Our not finding any significant relationship between decidual hemorrhage (i.e. abruption) and any protein in the newborn’s blood might truly indicate no relationship. On the other hand, abruption is seen among preterm deliveries associated with both severe chorioamnionitis(33
) and preeclampsia.(34
) Perhaps this heterogeneity diminished our ability to identify a relationship between inflammation and decidual hemorrhage
The major strengths of our study are the large number of proteins uniformly measured at one time, the large number of infants born before the 28th week of gestation, selection of our sample on the basis of gestational age rather than birth weight, and recording of all histologic findings in a uniform manner after efforts to reduce observer variability. A limitation of our study is the small number of newborns who had isolated umbilical cord inflammation. We were also, as in all observational studies, unable to distinguish between causation and association as explanations for what we found.

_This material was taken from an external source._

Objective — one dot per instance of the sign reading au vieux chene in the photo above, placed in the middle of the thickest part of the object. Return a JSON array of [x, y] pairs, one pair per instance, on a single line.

In summary, we found a strong inflammatory signal in the blood of newborns delivered before the 28th week of gestation whose placenta had moderately severe inflammation of the chorionic plate alone, severe inflammation of both chorionic plate and umbilical cord inflammation, or severe inflammation of just umbilical cord alone. Our findings suggest a need for placental examination in all ELGAN with emphasis on a detailed description of the pattern of inflammation since the presence of placental inflammation predicted increased odds ratios of newborn inflammatory response within the first three days of life regardless of gestation age. Histologic placental inflammation, especially when of high stage in the chorionic plate or causing fetal vasculitis should be regarded as a fetal inflammatory response. This information may be useful in stratifying ELGAN for studies of intervention.